I guess Blood Sport was already taken? It’s softball beauties vs. rednecks after: a) the visiting ladies thump the home side 17-2, b) the team owner has to extract his fee at gunpoint, and c) the gals resist – forceably – the crude advances of the locals. Before you can say, “duelling banjos”, they’re being pursued through the woods, and picked off one by one.

This 1990 movie starts slow; any viewer will know exactly where this is going, yet they still take half an hour to get there. It’s not as if the time is spent on characterisation either; most of the softball team were clearly chosen for their appearance, while the yokels are straight from Cliched Casting, Inc. Yet if they’re stereotypes, they are undeniably creepy ones, well-portrayed by Cummings and Shay. Rosenberg uses them with enough skill to make you wonder why she never directed again, and ones things get going, she keeps the film going, without much slack.

Playing Babe, daughter of team owner Ross Hagen, Laura Albert is about the only one of the girls to make any impression as a character; she’d go on to become a stuntwoman, working on the like of Starship Troopers. The rest of her colleagues take showers, get assaulted (a sequence verging on the nastily gratuitous), die, turn psycho and take revenge, all without exhibiting any significant personality traits. Quite an achievement in itself. Another one of those movies which will put you off going to rural, Southern parts of America.

Dir: Tanya Rosenberg
Star: Laura Albert, Gregory Cummings, Luke Shay, Shelly Abblett

Witchcraft X: Mistress of the Craft


“Tackily entertaining entry in sorcery saga. Mine’s a pint…”

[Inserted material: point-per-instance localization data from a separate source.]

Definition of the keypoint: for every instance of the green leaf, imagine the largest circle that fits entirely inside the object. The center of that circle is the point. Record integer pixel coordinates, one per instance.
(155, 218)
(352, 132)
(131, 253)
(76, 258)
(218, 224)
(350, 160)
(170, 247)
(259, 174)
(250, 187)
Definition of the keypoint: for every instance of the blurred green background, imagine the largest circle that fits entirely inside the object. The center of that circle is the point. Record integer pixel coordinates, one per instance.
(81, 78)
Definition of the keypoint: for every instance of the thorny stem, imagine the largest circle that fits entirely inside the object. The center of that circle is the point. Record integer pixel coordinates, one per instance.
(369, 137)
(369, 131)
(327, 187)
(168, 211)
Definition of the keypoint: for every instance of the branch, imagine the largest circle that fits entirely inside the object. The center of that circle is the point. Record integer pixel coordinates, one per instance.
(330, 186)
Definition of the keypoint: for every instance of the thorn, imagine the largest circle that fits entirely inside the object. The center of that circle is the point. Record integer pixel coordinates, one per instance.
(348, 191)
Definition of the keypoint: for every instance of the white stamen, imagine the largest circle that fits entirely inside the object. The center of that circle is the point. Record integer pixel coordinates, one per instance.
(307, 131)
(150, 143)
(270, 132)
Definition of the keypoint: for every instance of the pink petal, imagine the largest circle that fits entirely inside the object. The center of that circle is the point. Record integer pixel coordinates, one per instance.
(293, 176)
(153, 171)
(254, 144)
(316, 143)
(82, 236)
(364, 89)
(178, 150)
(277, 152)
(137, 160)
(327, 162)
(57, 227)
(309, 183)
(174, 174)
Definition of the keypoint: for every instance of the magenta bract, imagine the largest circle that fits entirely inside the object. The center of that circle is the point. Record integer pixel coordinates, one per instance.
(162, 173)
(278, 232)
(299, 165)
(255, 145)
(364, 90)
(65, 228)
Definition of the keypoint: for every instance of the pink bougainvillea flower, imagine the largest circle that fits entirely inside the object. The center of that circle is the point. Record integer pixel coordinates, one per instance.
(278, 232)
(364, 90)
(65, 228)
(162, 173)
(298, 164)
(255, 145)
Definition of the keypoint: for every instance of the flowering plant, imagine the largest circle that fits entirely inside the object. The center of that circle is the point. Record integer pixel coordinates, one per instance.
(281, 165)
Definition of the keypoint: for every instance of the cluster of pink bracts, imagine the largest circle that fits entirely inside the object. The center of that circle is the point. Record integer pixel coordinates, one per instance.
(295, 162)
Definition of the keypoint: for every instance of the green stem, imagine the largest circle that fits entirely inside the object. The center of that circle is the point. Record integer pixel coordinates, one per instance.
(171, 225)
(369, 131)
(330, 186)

This comes from Vista Street Entertainment, whom you might remember produced some of the worst entries in the Women Who Kick Butt box-set; they’re kinda like a poor man’s Troma. The series mostly feature attorney Will Spanner, but he took a break for this entry, being temporarily dead: it’s that kind of world. While I’ve not seen 1-9, I found this entertaining – trash rather than garbage – though Chris kept making sarcastic comments about Stephanie Beaton’s nipples (or lack thereof).

She plays an LAPD detective sent to England to extradite a Satanic serial-killer (Knowlton). Before she can, he’s freed from custody by vampire queen Raven (Daly) to assist in a dark ritual. Luckily, there’s white witch Celeste (Cooper), who runs round London at night, fighting evil in a fetching, powder-blue PVC costume, complete with cape. Cue catfights, human sacrifice and a ten-minute chunk where all three leading ladies get naked, simultaneously but separately.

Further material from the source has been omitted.